Hard benefits are rewards that are real or tangible. This would include air mileage and merchandise rewards, gift certificates and rebate checks. Soft benefits recognize program members as special customers and include automatic upgrades (cars and hotels), special toll-free numbers for faster service and priority access to seating and events (backstage passes).
Each communication pushes an aspect of the value proposition forward, increasing the value of the program in a customer's eyes one piece of mail at a time. This slowly but surely develops customer trust and, in time, customer loyalty.
2. In direct, it's about talking to market segments. We like to engage in one-to-one conversations.
In direct, there's frequently not enough data to truly personalize communications. You often aim mailings at target groups as opposed to individuals. That may be positioned as one-to-one, but it's really one-to-many.
In loyalty, we have access to much more customer data, often in real time. So, through “lasered” messaging, we can create versions of mailings based on factors such as the geographic area you live in to the number of points in your loyalty rewards account, and your personal product or service preferences. It's about as close as anyone comes today to offering true one-to-one communications.
The result? Our communications are more involving because they're more personal and relevant. And the fact that they're more involving makes them much more effective in generating customer response and participation.
3. In direct, it's about selling something. We want a dialogue.
E-mailing does not constitute a dialogue. Dialogue is about the give and take of information. It is a two-way flow in which you receive information a customer or member has given you and respond with relevant information in return.
The aim of dialogue is simple. By having an ongoing conversation with a customer, you can build a relationship. If you build a relationship, you can gain the customer's trust. And if you gain that trust, you can increase retention and generate additional sales.
We attempt to begin, or continue, a dialogue with each piece of communication we send. It's easy to get started. Simply include a short survey in your next e-mail to customers. The valuable information that is returned to you is the start of a dialogue.
Just be sure to use the information you receive wisely. If a loyalty program member tells you she prefers dining rewards, for example, your next communication should highlight restaurants in that member's area. This shows you value your member's input and will encourage continued dialogue.
4. In DM, a good response might be 4 percent. We frequently hit 20 percent.
People want this stuff. Instead of trying to sell something, we're essentially offering a customized package of rewards and special benefits. All customers have to do is continue what they've already done in the past — keep using our client's products and services.

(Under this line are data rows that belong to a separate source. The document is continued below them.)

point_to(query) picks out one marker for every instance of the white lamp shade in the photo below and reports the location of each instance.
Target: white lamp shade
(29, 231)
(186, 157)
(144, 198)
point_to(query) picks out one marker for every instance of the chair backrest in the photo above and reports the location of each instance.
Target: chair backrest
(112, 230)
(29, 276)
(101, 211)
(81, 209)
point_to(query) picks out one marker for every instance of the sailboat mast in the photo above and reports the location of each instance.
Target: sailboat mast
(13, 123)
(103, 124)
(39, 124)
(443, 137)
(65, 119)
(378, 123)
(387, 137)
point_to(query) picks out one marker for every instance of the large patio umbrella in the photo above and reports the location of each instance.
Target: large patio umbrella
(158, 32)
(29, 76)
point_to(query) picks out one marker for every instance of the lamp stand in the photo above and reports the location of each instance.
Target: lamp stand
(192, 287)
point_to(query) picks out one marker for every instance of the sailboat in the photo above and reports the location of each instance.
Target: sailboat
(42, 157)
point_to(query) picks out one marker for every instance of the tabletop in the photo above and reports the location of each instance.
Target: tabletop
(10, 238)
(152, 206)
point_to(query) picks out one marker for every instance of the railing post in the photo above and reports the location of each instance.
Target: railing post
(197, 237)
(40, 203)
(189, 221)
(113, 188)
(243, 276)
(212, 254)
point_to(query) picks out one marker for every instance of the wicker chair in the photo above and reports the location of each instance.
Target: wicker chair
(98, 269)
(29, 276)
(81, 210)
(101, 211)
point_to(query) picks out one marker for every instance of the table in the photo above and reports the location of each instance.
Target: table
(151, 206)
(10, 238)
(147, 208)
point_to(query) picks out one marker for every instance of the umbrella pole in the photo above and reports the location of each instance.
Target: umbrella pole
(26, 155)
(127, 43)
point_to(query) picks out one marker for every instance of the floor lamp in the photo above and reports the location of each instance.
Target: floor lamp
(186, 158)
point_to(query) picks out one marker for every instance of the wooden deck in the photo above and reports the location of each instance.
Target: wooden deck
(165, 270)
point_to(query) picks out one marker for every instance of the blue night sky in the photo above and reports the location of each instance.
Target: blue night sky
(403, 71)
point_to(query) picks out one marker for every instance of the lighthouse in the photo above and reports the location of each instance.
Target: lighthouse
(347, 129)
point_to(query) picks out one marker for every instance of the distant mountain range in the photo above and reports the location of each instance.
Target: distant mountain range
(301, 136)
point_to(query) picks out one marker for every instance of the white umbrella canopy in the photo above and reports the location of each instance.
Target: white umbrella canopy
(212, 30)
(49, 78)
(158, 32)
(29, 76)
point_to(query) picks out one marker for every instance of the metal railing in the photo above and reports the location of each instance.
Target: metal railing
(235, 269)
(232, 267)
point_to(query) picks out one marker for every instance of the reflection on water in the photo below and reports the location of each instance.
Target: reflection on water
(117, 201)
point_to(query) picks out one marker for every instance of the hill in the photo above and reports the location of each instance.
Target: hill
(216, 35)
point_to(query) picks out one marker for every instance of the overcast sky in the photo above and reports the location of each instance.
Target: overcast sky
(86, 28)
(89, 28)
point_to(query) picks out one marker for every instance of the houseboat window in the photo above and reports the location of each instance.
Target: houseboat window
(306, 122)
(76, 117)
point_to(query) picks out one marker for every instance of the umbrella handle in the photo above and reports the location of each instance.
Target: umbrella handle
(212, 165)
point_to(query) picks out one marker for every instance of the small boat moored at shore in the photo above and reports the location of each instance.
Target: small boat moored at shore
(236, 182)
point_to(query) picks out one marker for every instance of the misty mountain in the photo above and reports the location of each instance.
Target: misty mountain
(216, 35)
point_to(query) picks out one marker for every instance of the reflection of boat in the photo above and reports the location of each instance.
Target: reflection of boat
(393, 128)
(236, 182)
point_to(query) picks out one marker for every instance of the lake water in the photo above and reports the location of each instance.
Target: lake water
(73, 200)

For a large telecommunications client, we recently had a 23 percent participation rate among active members over a given quarter, including phone calls, Web site visits and business reply returns. While I would like to take the credit on the creative end, the truth is the program is a strong one with a rich value proposition. The result is a participation rate that exceeded even our own expectations.
Many of the principles mentioned above can be achieved in direct marketing as well as loyalty. They represent good ways to offer your clients' customers more relevant, meaningful and effective communications. You can start by looking at each new assignment as a chance to begin a dialogue with customers, and as an opportunity to leverage data you may already have access to. You'll not only be able to offer a creative product that is unique and truly sets you apart from competitors, you'll offer one that can more effectively change customer behavior and increase the profitability of your clients' brands.